Nella storia dell'esegesi e nel dibattito cristologico da molti anni il notissimo Autore di queste pagine si è inserito con una competenza singolare. I suoi studi, in larga misura prodotti negli anni dell'insegnamento ad Oxford, non avevano ancora trovato alcuna diffusione in Italia. Grande merito dell'editore Borla è stata questa oculata scelta di un autore e di un'opera che non potrà passare inosservata. Dietro queste pagine spira un vento sostanzioso e solido: anni di ricerche meticolose, di confronti serrati, di studi storici e filologici.

Gesù l'ebreo è la prima parte di una trilogia: vuole ricostruire lo scenario dell'attività di Gesù e definire quale tipo di ebreo egli sia stato. La seconda ricerca, "Il Vangelo di Gesù l'ebreo“, che è ancora in stampa, tenterà di ricostruire il suo autentico messaggio.
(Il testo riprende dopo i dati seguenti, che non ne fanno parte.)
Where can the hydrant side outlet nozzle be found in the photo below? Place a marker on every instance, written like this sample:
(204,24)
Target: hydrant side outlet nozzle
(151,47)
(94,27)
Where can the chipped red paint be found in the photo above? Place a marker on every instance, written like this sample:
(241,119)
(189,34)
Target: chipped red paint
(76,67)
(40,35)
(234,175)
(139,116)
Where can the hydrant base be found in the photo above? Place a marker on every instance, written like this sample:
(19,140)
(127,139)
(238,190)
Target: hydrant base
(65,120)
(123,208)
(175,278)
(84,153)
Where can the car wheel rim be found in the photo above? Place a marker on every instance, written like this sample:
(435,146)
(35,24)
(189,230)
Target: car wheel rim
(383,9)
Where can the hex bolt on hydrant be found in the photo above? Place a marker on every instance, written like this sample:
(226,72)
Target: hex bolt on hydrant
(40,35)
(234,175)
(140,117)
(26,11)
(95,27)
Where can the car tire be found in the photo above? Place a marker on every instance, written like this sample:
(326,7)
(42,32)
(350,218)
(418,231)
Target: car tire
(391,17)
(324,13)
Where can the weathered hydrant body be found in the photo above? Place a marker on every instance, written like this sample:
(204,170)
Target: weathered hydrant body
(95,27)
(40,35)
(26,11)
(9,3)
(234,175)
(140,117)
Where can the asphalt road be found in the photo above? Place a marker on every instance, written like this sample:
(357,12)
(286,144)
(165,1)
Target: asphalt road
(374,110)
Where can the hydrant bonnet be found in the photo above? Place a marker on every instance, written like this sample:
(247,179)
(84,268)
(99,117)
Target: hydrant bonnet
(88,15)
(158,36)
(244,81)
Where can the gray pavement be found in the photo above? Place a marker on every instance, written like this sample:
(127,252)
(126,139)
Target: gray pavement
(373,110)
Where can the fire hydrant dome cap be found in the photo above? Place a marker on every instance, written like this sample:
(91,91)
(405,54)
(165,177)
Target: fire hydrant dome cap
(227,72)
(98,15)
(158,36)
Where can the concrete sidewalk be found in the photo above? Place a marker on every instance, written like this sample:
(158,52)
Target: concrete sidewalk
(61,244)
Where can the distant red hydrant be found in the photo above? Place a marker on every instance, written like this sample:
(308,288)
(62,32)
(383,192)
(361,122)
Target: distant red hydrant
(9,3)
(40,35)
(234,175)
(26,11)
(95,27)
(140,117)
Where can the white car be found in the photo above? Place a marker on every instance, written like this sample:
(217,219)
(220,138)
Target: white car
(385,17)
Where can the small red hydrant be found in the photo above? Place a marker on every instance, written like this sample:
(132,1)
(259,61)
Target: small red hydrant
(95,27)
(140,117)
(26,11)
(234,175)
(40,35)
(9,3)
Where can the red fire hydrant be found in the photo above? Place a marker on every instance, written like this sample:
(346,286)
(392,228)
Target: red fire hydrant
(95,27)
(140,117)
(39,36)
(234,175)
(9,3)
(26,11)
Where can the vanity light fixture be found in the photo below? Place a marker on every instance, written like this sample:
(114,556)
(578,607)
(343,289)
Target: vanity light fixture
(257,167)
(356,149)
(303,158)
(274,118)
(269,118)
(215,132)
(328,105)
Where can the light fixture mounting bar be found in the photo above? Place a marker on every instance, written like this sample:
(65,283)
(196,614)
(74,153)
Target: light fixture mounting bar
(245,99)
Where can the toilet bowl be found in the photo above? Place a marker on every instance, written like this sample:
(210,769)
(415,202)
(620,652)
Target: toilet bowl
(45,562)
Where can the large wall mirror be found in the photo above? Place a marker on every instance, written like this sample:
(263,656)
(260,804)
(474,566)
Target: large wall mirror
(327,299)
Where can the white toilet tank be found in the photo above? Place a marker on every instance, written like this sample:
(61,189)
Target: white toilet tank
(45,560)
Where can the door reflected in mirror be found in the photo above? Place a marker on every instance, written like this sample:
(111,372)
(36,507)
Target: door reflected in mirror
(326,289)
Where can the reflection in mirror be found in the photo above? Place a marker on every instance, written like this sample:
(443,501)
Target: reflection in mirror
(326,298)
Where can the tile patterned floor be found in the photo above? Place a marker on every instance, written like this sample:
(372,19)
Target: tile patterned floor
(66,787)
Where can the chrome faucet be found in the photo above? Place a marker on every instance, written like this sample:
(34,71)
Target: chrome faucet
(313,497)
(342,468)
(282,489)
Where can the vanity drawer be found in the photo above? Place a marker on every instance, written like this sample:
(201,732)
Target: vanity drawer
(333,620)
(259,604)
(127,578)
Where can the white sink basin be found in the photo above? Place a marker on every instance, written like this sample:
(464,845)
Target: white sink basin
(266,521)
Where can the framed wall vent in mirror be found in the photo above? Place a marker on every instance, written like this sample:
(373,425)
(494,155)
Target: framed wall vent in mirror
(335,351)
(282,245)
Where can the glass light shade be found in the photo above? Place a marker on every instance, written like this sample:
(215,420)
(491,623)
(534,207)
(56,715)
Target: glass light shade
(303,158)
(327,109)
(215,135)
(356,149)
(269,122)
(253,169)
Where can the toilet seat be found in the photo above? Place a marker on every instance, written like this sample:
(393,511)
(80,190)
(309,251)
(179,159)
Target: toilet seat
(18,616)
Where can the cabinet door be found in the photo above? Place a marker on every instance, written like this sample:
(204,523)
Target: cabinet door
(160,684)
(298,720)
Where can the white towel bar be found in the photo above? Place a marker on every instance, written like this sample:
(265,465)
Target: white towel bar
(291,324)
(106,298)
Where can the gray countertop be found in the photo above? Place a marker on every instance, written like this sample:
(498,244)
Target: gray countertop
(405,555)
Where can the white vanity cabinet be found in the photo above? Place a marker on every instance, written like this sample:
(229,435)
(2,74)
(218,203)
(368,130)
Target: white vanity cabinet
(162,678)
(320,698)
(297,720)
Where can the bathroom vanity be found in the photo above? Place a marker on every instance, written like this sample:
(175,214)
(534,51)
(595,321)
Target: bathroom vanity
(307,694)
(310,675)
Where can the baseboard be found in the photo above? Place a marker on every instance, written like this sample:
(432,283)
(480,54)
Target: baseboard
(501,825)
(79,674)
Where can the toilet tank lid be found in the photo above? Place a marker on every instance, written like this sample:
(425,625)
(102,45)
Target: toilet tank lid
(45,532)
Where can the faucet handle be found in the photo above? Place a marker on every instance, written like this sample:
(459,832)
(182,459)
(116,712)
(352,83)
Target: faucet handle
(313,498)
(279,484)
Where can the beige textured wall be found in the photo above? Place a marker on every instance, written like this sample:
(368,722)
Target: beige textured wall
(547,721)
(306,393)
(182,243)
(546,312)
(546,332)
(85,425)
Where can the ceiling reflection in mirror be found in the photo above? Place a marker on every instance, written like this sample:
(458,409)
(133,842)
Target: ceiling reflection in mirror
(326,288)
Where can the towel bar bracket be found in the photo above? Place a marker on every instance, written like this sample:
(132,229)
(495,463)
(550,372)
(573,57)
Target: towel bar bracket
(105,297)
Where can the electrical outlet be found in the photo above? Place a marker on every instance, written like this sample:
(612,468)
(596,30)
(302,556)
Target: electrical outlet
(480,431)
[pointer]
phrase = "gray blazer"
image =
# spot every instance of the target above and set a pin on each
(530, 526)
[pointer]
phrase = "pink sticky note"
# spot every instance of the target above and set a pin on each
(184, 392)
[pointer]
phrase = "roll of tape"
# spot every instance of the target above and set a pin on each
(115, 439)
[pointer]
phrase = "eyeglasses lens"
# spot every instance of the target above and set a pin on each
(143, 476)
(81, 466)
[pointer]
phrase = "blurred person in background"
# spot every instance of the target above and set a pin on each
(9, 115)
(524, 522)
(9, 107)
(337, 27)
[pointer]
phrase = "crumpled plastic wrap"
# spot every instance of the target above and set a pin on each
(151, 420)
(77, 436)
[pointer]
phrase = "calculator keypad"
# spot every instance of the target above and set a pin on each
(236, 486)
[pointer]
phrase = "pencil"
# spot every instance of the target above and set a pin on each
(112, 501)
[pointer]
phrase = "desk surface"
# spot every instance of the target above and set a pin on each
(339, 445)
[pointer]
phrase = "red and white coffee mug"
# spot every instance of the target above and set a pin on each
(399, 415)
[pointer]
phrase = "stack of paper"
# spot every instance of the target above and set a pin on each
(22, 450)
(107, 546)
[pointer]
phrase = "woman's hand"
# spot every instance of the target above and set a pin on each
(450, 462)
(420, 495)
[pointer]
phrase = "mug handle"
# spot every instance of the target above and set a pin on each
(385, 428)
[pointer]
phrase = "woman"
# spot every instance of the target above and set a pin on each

L'autore nella prefazione al I volume ci parla già di una terza opera, ancora senza titolo, nella quale studierà la trasformazione dell'uomo Gesù di Nazareth nel Cristo divino della formulazione della letteratura neotestamentaria e delle formulazioni dogmatiche successive.

Intanto abbiamo tra le mani questo primo volume che si legge a piccoli sorsi, ma con enorme profitto. L'opera si muove nella direzione della cristologia “funzionale“ già ben nota attraverso gli scritti di Schillebeeckx, di Kung e di molti altri studiosi, ma egli - da buon ebraista - porta motivazioni ed approfondimenti inediti, il tutto in un linguaggio che soddisfa il lettore di cultura media e non delude lo studioso che trova rimandi, citazioni, confronti con un corredo bibliografico vasto e qualificato. Non tutto viene trattato con la stessa rilevanza e completezza, ma il volume conserva dalla prima pagina all'ultima un livello altamente apprezzabile. Ne risulta una rivisitazione della formula di Nicea e una precisazione della espressione “figlio di Dio" applicata a Gesù. Sarebbe certamente fare un torto a questo tipo di cristologia accusarla di riduzionismo o di “eccessiva umanizzazione“ di Gesù. Solo chi non ha capito, in una profonda conversione di mentalità e di linguaggio, l'enorme apporto che questa nuova visione ebraico-biblica può dare alla nostra fede cristiana, può temere che questa strada significhi la "dissoluzione" o la "diminuzione" della originalità e del posto che Gesù occupa nel cuore dell'esperienza cristiana.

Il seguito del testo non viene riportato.